Among the international headlines worth knowing this morning:
- Banks in Lebanon have effectively imposed capital controls. Bloomberg takes pains to write that the central bank hasn’t stepped in, but nevertheless the country’s four major banks have stopped all overseas transfers unless the account holder can show a critical need for funds. Banks re-opened on Friday after a two-week shutdown amid ongoing protests.
- Sudan will undertake structural economic reforms and obtain debt relief from creditors under a “roadmap” signed with the World Bank, the IMF and the African Development Bank to rescue its ailing economy, according to Reuters Africa.
- Daesh has confirmed the death of its leader, Abu Bakr Al Baghdadi, and named a successor, the Wall Street Journal says.
PSA- What’s good for your heart is also good for your brain. Whether you’re just getting started in life, comfortably in midlife or well into retirement, cardio isn’t just good for your heart — it’s good for your brain. Resistance training may be all the rage today (and great fun to boot), but studies claim the benefits of good old fashioned have specific protective effects against the ravages of Alzheimer’s and dementia. And some of those benefits persist in your 70s and beyond even if you were only active in middle age, but stop working out.

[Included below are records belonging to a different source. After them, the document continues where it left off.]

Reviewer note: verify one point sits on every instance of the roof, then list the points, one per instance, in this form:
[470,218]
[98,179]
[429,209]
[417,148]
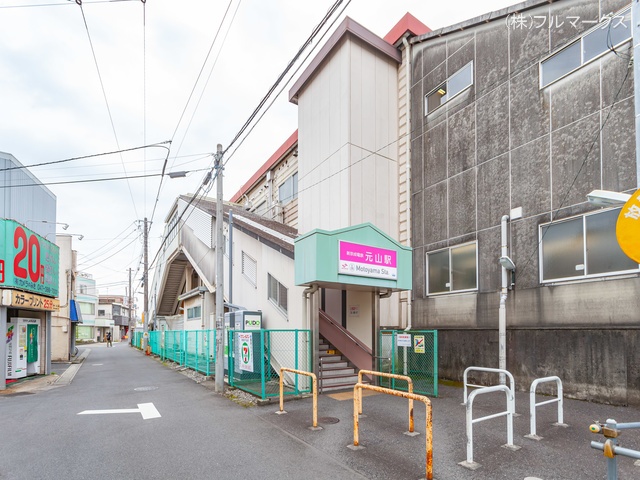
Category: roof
[347,27]
[273,159]
[274,234]
[407,24]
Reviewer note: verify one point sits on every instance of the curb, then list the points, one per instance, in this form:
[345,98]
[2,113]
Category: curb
[67,377]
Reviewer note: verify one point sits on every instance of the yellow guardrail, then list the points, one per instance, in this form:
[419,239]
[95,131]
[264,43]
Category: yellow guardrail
[357,396]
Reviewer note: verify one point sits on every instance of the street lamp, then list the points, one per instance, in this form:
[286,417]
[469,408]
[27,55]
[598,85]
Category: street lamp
[606,198]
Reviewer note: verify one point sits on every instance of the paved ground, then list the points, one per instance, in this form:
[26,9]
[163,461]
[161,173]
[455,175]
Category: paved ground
[562,454]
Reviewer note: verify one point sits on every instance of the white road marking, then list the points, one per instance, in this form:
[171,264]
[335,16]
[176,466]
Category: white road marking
[148,410]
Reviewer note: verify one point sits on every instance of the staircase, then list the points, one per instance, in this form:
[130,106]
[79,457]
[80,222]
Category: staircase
[336,372]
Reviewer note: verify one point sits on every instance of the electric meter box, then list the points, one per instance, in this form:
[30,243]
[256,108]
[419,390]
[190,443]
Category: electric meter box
[243,320]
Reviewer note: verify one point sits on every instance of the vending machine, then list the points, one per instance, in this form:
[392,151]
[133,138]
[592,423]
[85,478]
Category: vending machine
[23,347]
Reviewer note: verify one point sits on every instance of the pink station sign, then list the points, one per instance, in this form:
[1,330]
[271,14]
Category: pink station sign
[367,261]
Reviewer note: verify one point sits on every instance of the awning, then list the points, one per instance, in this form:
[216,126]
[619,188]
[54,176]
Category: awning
[75,315]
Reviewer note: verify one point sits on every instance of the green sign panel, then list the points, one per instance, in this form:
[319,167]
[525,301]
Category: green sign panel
[27,261]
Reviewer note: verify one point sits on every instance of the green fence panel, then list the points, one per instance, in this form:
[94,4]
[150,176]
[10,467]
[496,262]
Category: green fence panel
[412,353]
[256,357]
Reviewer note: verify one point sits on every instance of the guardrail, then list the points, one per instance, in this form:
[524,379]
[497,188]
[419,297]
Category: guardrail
[494,370]
[611,448]
[357,394]
[314,392]
[532,405]
[469,463]
[388,375]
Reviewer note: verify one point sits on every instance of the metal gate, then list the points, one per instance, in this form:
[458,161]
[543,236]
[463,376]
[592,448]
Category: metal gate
[412,353]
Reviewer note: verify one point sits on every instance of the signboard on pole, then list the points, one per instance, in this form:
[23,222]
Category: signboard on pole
[628,227]
[367,261]
[246,351]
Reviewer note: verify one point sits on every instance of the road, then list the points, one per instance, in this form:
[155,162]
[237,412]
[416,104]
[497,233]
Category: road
[199,434]
[127,416]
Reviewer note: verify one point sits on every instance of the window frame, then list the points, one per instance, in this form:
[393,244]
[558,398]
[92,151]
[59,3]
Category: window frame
[585,262]
[621,13]
[445,85]
[451,292]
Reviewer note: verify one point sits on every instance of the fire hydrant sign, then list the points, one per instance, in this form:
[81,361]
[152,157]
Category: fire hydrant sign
[628,227]
[246,351]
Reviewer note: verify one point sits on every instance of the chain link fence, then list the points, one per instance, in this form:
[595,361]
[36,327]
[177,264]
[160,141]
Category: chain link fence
[255,360]
[258,355]
[412,353]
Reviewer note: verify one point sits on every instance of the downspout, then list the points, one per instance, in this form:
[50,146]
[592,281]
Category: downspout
[407,48]
[230,256]
[502,311]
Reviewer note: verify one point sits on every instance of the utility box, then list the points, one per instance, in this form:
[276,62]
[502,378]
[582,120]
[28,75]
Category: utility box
[243,320]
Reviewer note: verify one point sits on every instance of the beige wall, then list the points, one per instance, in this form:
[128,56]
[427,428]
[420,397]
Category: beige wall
[348,142]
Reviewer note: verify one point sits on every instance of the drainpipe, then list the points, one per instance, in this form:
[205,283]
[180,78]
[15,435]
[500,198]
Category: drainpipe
[407,48]
[230,252]
[502,311]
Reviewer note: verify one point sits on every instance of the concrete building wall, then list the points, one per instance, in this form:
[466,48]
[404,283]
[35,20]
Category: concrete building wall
[506,143]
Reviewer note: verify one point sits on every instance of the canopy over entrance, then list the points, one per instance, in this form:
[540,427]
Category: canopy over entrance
[361,257]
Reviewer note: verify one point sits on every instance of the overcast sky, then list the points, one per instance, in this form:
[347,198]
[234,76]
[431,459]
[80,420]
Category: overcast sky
[114,75]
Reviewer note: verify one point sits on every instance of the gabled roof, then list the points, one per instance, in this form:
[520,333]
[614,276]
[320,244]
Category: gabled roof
[273,159]
[407,24]
[347,27]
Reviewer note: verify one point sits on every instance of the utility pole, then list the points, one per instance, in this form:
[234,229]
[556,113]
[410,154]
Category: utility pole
[145,313]
[130,303]
[219,276]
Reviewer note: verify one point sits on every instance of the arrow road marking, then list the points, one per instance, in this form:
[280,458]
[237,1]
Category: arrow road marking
[148,410]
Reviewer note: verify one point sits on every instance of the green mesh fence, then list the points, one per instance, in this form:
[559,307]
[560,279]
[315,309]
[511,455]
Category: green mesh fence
[257,356]
[255,362]
[412,353]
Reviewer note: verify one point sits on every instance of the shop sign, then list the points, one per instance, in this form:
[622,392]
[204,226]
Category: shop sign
[27,260]
[18,299]
[628,228]
[367,261]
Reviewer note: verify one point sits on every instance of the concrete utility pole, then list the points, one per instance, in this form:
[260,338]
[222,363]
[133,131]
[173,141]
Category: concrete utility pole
[129,302]
[145,313]
[219,276]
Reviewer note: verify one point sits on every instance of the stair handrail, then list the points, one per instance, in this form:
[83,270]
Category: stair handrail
[364,350]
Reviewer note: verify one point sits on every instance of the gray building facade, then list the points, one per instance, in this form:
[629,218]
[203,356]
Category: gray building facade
[523,112]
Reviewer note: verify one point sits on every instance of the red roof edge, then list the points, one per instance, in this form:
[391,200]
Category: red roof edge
[273,159]
[408,23]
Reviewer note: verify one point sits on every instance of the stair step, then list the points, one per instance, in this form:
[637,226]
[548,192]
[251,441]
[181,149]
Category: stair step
[344,370]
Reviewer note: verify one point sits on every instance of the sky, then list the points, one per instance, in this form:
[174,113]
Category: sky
[107,76]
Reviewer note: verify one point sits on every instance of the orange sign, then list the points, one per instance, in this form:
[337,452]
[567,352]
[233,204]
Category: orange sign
[628,227]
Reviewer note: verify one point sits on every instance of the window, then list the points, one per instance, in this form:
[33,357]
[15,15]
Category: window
[87,308]
[250,269]
[581,247]
[452,269]
[194,312]
[457,83]
[605,36]
[277,293]
[289,189]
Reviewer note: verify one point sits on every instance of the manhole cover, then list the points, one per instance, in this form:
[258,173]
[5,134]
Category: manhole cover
[145,389]
[328,420]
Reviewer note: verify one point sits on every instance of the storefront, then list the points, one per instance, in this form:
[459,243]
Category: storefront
[28,291]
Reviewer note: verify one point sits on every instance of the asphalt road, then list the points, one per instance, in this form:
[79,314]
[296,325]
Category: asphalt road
[191,432]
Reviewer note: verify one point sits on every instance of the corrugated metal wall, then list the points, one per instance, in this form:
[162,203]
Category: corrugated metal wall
[25,203]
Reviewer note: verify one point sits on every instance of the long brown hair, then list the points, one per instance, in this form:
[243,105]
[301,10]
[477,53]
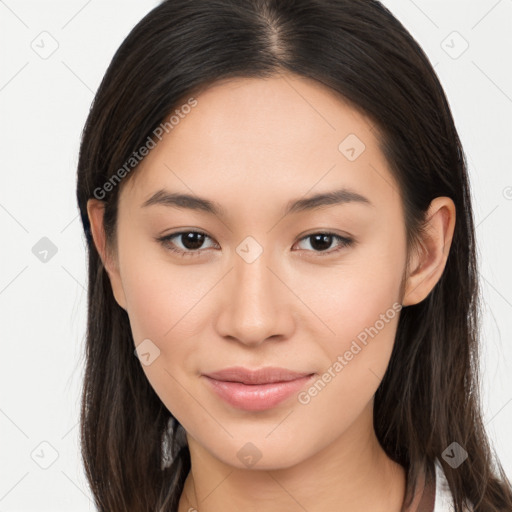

Better still: Cardio could make you better at your day job. Look no further than this 14-year-old classic: The aristocracy of cardio in Men’s Health, for the lowdown on why CEOs at the top of their game run / spin / cycle / swim. The science has only gotten more conclusive in the decade and a half since — and the good folks at the New York Times (including the inimitable Gretchen Reynolds) are documenting it day in and day out.